Le style anarchique et obscur de William Gibson, auteur pionnier du mouvement littéraire cyberpunk, se prête difficilement à un travail d’adaptation cinématographique. Sa nouvelle, New Rose Hotel, est en fait un long monologue intérieur dont les lignes directrices suivent les sombres pensées d’un personnage complètement torturé. La volonté de Ferrara de porter à l’écran ce récit à la limite de l’impénétrable pouvait donc être vue comme un pari perdu d’avance. C’est sur la base d’un synopsis relativement simple que le réalisateur a développé une histoire et une mise en scène extrêmement recherchées, recréant l’atmosphère de la nouvelle de Gibson tout en laissant le spectateur se noyer sous les interrogations.
Dans un futur proche -où les multinationales ont remplacé les gouvernements, où l’argent physique n’apparaît plus-, deux espions industriels engagent une prostituée pour séduire un puissant généticien japonais afin de conquérir un marché (la solidité de ce plan sera ensuite remise en cause par une liaison amoureuse entre cette jeune femme et l’un des deux hommes).
Ferrara nous raconte cette histoire en s’attardant sur l’infiniment petit, l’insignifiant : l’amour entre deux personnes au sein d’un monde chaotique (une retranscription géniale de la vision cyberpunk de Gibson), la chute psychologique de personnages singuliers dans une société où l’individu s’efface et n’existe presque plus… C’est en axant sa réalisation uniquement autour des trois personnages principaux et de leur relations que Ferrara met en valeur des éléments comme l’amour, l’amitié ou la confiance, justement écrasés par la société (futuriste) décrite dans New Rose Hotel.

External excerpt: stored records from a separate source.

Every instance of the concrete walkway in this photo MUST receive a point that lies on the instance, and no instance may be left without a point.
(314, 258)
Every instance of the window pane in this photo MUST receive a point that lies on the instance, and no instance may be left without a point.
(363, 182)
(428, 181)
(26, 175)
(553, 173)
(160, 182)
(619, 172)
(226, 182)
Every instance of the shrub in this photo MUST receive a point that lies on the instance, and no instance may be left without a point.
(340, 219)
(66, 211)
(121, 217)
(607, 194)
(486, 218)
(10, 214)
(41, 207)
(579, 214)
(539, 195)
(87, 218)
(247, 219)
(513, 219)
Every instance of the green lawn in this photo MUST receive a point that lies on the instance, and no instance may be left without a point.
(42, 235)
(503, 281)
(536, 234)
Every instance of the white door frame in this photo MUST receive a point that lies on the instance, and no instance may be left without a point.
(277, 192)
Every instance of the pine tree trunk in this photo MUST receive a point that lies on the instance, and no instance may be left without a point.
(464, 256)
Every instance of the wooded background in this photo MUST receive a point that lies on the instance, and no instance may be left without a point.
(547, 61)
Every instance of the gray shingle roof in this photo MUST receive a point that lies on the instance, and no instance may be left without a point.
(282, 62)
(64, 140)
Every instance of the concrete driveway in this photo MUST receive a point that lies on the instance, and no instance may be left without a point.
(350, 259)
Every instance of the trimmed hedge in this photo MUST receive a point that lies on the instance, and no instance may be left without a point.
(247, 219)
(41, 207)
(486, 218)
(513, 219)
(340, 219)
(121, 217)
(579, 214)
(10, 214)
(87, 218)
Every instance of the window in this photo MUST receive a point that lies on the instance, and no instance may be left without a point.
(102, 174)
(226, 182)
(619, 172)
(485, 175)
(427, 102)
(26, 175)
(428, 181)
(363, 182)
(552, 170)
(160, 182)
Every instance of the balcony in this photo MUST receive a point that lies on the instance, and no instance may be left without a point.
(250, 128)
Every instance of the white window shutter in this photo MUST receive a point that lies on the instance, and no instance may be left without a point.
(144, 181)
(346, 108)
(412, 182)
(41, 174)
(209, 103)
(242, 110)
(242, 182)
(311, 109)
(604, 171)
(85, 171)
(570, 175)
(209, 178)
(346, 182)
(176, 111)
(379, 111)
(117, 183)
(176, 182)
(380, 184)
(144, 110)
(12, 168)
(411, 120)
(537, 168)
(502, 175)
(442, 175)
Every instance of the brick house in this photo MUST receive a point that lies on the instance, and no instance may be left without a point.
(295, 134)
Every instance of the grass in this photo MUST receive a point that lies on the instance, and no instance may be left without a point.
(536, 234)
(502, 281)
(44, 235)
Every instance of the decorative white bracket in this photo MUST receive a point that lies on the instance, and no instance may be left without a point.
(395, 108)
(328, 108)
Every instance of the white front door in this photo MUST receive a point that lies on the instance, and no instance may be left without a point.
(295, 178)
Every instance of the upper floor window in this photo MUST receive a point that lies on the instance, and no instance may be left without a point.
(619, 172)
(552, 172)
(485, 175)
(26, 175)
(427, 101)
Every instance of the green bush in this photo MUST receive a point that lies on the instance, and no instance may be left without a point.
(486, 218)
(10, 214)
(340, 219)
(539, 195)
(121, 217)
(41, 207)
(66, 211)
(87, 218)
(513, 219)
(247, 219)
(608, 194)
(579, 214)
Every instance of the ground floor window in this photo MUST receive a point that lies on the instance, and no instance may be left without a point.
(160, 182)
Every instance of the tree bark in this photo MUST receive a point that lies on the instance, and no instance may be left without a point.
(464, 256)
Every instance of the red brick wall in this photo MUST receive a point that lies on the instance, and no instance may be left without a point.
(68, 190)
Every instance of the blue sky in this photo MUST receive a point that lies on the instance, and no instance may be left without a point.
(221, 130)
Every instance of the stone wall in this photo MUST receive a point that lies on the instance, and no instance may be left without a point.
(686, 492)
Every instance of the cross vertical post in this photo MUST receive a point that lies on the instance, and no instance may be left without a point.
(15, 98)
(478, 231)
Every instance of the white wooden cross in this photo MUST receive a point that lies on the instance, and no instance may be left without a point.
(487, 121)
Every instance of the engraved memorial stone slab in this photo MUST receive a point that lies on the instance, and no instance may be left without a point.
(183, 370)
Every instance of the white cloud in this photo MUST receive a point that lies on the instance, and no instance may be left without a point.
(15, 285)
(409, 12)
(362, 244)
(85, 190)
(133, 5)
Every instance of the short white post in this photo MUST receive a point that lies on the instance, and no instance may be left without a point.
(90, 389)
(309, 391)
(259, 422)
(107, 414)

Mais au fur et à mesure, ces sentiments sont complètement remis en questions. Et cela, autant par les protagonistes que par le spectateur, qui se laisse guider par une réalisation et un montage quasi expérimentaux, où le recyclage de certaines images permet une relecture de séquences passées. Avec ce procédé (constituant tout de même un tiers du film) nous n’avons pas affaire à de simples flash-backs, mais à une approche nouvelle d’images déjà vues. Une interprétation différente des événements antérieurs et des diverses attitudes de personnages s’enclenche donc automatiquement.
De même, le jeu avec les différents supports (vidéo, 35mm, 16mm et/ou super8) renforce cet aspect en offrant tout au long du film des « points de vues » divergents, mais aussi des points de repères (assurant une séparation visuelle entre les trois protagonistes -sur lesquels l’action est resserrée- et le monde extérieur).
En jouant habilement avec le vu et le non-vu, avec le montré et le caché, Abel Ferrara signe donc avec New Rose Hotel son film le plus perturbant, mais surtout, le plus avant-gardiste.